Sun.Star Cebu

Making room

- MAYETTE Q. TABADA mayette.tabada@gmail.com

Can we make room for one more? In Hanoi, our family recently experience­d what must be a visitor’s first, lasting impression of Vietnam: this country seems to have more motorcycle­s than people.

Two young men who acted as our guides debunked the impression. According to Mike and then Wang, Hanoi has about 7.5-8 million residents and 5 million motorbikes.

Crossing the streets in Hanoi Old Quarter, the business and tourism hub of the Vietnam capital, I was disconcert­ed to see slight-framed ladies in short skirts and high heels steer their scooters with the granite-steady composure of road veterans.
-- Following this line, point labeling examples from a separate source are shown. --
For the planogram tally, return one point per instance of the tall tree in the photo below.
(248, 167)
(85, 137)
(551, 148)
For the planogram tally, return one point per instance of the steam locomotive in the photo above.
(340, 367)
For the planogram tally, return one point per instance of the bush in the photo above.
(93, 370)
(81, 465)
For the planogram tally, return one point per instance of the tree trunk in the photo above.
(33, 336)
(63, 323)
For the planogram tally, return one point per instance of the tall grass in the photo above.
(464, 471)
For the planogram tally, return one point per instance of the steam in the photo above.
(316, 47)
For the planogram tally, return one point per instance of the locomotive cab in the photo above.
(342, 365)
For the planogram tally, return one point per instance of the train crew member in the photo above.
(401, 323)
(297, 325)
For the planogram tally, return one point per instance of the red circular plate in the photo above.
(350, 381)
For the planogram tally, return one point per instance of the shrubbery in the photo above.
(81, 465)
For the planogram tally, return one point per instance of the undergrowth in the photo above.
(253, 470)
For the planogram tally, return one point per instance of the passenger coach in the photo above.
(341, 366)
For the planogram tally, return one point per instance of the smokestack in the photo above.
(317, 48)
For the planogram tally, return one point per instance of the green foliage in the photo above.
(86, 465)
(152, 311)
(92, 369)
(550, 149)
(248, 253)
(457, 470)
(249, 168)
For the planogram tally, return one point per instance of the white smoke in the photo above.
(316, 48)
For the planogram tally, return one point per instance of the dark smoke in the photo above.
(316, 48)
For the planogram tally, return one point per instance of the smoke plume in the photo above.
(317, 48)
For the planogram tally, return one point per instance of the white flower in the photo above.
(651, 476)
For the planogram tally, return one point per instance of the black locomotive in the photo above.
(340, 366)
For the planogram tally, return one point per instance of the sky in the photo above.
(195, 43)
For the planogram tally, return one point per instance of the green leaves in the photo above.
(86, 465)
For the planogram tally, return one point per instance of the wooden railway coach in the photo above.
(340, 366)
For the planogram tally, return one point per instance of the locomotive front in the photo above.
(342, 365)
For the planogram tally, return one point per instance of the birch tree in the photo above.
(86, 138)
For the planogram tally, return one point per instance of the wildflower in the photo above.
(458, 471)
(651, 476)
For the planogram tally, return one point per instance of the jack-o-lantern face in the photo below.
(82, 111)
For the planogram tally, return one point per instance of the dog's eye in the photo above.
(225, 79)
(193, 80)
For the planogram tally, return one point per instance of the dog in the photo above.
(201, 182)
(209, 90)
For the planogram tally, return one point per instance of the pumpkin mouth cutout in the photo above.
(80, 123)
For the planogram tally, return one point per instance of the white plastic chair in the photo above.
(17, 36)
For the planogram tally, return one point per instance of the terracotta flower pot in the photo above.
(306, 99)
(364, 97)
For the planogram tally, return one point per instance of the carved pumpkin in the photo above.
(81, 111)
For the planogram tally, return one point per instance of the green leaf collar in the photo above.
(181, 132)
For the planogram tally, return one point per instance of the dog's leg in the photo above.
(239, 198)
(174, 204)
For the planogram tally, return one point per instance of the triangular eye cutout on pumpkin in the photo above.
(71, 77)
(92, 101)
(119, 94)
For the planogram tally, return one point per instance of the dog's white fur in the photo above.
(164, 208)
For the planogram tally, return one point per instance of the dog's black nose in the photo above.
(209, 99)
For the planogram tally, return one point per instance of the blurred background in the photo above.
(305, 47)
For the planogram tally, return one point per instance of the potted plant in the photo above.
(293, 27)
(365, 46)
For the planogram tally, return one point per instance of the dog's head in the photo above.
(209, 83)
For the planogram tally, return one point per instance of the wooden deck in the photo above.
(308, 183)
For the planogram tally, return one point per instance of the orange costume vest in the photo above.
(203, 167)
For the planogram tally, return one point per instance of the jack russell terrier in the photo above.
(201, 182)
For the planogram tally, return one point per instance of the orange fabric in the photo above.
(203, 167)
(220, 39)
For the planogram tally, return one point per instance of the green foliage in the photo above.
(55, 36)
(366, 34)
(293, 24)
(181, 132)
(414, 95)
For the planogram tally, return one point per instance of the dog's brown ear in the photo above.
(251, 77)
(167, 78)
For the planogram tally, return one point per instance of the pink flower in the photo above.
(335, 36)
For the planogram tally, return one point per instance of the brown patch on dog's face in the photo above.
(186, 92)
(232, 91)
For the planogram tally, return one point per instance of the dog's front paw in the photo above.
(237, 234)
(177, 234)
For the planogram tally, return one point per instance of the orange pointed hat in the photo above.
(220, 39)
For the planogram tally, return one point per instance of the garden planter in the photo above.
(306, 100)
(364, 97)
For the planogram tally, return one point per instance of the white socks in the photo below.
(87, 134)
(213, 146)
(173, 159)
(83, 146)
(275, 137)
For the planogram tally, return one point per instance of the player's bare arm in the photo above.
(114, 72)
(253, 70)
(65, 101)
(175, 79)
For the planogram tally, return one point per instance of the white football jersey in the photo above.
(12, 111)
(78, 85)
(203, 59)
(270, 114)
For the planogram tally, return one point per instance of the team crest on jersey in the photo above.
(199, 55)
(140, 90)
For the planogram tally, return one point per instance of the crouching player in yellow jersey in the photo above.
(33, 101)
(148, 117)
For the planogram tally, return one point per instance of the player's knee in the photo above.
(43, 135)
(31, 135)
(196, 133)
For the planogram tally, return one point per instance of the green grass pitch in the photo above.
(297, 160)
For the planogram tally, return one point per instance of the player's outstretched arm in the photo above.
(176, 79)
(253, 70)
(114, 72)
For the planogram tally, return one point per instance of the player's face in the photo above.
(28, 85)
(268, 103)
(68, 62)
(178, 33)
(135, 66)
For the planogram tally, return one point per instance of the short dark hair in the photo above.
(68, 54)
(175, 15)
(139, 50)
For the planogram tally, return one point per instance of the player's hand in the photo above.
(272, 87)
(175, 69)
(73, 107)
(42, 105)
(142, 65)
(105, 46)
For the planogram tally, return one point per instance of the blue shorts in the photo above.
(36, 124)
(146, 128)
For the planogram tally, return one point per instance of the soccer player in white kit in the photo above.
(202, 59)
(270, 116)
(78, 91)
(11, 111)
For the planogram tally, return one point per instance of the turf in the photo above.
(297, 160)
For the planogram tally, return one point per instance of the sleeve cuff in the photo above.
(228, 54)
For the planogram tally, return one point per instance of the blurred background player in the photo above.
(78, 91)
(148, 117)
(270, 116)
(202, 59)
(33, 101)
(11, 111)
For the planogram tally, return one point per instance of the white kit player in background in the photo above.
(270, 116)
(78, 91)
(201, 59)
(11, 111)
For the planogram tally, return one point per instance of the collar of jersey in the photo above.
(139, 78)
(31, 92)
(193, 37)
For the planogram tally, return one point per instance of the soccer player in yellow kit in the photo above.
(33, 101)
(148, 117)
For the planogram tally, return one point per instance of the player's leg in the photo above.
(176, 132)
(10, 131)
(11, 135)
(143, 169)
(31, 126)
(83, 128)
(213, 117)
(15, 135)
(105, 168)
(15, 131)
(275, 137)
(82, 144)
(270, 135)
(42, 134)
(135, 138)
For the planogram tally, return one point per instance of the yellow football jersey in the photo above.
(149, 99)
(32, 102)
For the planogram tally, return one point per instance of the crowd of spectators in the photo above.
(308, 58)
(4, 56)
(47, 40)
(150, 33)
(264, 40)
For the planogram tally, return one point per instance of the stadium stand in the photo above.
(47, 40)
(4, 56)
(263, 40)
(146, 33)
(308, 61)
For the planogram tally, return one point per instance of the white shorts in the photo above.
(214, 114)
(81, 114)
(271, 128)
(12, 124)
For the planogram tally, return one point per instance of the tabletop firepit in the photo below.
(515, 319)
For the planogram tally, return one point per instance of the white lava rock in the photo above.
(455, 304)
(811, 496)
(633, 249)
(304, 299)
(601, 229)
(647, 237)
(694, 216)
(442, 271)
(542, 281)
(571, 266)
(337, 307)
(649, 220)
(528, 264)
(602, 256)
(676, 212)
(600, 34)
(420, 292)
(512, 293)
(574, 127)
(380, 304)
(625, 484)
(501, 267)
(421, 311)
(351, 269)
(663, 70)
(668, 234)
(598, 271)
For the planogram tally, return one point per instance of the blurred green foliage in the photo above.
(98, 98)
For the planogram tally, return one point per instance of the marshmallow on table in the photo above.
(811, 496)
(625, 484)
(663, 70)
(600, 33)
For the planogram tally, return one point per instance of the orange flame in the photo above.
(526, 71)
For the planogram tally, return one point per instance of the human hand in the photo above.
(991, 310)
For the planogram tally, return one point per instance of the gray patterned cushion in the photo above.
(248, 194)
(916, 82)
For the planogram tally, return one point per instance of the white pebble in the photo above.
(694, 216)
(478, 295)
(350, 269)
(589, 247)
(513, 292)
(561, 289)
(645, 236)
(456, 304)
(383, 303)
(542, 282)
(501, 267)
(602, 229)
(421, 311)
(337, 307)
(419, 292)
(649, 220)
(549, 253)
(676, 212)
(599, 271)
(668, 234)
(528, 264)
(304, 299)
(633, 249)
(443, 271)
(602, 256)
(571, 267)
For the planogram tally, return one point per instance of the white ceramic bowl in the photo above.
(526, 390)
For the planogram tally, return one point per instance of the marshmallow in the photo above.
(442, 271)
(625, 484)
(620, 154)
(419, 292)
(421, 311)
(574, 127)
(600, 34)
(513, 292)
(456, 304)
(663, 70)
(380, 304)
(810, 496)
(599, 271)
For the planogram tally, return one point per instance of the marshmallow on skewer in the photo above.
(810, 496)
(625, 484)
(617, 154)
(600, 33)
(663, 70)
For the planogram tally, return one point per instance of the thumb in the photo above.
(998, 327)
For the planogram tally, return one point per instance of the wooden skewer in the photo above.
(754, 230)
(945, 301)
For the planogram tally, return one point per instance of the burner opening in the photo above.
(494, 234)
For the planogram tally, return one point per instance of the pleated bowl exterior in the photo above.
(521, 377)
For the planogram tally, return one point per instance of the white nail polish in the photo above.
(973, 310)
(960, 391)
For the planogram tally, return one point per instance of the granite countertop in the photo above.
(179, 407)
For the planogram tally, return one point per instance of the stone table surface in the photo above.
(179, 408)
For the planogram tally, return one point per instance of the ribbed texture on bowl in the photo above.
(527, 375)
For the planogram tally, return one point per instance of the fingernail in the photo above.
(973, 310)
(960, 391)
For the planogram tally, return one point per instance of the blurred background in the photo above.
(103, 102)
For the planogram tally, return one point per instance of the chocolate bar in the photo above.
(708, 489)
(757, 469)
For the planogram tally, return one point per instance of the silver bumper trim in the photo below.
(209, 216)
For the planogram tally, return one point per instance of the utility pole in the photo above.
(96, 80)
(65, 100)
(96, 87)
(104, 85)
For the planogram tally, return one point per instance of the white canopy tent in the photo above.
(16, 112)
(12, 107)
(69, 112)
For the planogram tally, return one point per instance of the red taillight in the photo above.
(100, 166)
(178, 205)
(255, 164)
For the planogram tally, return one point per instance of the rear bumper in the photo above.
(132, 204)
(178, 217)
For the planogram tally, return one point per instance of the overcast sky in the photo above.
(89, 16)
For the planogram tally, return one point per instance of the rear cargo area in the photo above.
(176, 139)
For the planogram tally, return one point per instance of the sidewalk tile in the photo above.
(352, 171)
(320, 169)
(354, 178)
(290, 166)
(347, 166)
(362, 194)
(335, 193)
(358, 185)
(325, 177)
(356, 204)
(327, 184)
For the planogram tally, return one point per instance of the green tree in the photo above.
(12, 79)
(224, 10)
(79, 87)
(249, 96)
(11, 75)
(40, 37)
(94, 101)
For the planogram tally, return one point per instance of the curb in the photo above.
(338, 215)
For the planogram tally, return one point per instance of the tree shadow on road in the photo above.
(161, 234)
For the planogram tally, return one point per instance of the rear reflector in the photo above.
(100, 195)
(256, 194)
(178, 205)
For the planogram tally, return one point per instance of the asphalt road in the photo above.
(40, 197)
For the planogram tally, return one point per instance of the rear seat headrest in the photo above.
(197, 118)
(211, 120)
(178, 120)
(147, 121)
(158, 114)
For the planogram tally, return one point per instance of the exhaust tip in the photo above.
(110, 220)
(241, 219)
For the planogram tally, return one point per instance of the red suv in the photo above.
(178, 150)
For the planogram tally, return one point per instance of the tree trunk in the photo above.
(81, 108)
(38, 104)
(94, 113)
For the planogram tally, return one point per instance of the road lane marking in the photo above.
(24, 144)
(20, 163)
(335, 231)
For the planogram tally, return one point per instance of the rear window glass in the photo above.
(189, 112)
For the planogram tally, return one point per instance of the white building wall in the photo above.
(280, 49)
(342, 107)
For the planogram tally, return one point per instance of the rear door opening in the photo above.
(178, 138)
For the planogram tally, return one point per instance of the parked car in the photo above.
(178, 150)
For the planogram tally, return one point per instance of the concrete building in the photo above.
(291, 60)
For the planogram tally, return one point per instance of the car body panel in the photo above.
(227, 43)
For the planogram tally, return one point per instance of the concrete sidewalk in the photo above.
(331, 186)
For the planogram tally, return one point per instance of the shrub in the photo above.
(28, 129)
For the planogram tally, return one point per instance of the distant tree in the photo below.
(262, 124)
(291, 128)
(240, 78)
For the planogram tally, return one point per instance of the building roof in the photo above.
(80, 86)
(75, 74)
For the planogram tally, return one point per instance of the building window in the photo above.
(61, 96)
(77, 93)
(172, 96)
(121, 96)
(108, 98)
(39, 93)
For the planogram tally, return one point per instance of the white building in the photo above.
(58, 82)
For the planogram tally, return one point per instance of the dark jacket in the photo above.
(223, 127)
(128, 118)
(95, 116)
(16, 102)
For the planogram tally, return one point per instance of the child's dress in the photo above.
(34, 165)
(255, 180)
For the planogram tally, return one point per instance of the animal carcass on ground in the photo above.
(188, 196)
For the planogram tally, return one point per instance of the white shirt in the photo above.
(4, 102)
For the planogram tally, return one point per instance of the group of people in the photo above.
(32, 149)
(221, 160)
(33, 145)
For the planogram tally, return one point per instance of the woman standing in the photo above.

Add older folks cycling at a timeless, unhurried pace and ambulant women wearing a non la (palm leaf conical hat) and balancing on a pole baskets filled with produce or food darting across the street or halting to haggle and sell. The situation calls for pandemoniu­m. Strangely enough, I only witnessed one road accident during nearly a week’s stay in Hanoi. On the outskirts, in a nearly empty road, the parties stood around, viewing the motorcycle felled in front of a car with the equanimity of farmers waiting for a water buffalo to rise up from its mud bath.

Except probably for the newly arrived who nervously imagine their bum whisked off by a speed demon summoned by a foot stepping off the curb, a system of coexistenc­e imposes order on Hanoi streets.

In timeless Asian tradition, owners park motorcycle­s on the sidewalks. Ladies (the Vietnamese must be the leanest, fittest Asians) singlehand­edly arrange motorbikes so these lean in the same direction like artfully arranged salad greens.

The same ladies charge from 7 to 10 VND for 24-hour parking, said Mai, who parks for free in front of a stoop owned by a friend. The more expensive logos or better-looking bikes cost more.

Pocketing the parking fees are the stall owners, who include the sidewalks in their enterprise. For over 1,000 years, the Old Quarter streets are the bases of guilds.

Once known as “36 Old Streets,” the Old Quarter has expanded to cover an area as neatly organized as a department store, devoted to silk, silver, lacquerwar­e, leather, coffee, noodles, seafood, and other merchandis­e hardly catering to tourists, such as tombstones and funeral wreaths.

Efficient albeit self-serving, entreprene­urs leave sidewalk space to draw in souvenir hunters or the hungry.

Squatting on a plastic stool while a grandmothe­r grills pork and bread on the sidewalk, this tourist encounters across the street assault the gaze of Ho Chi Minh silkscreen­ed on a mass-marketed T-shirt, reproachfu­l and redolent of a time before the dream of socialism became dissipated in a cloud of coffee steam and motorbike fumes.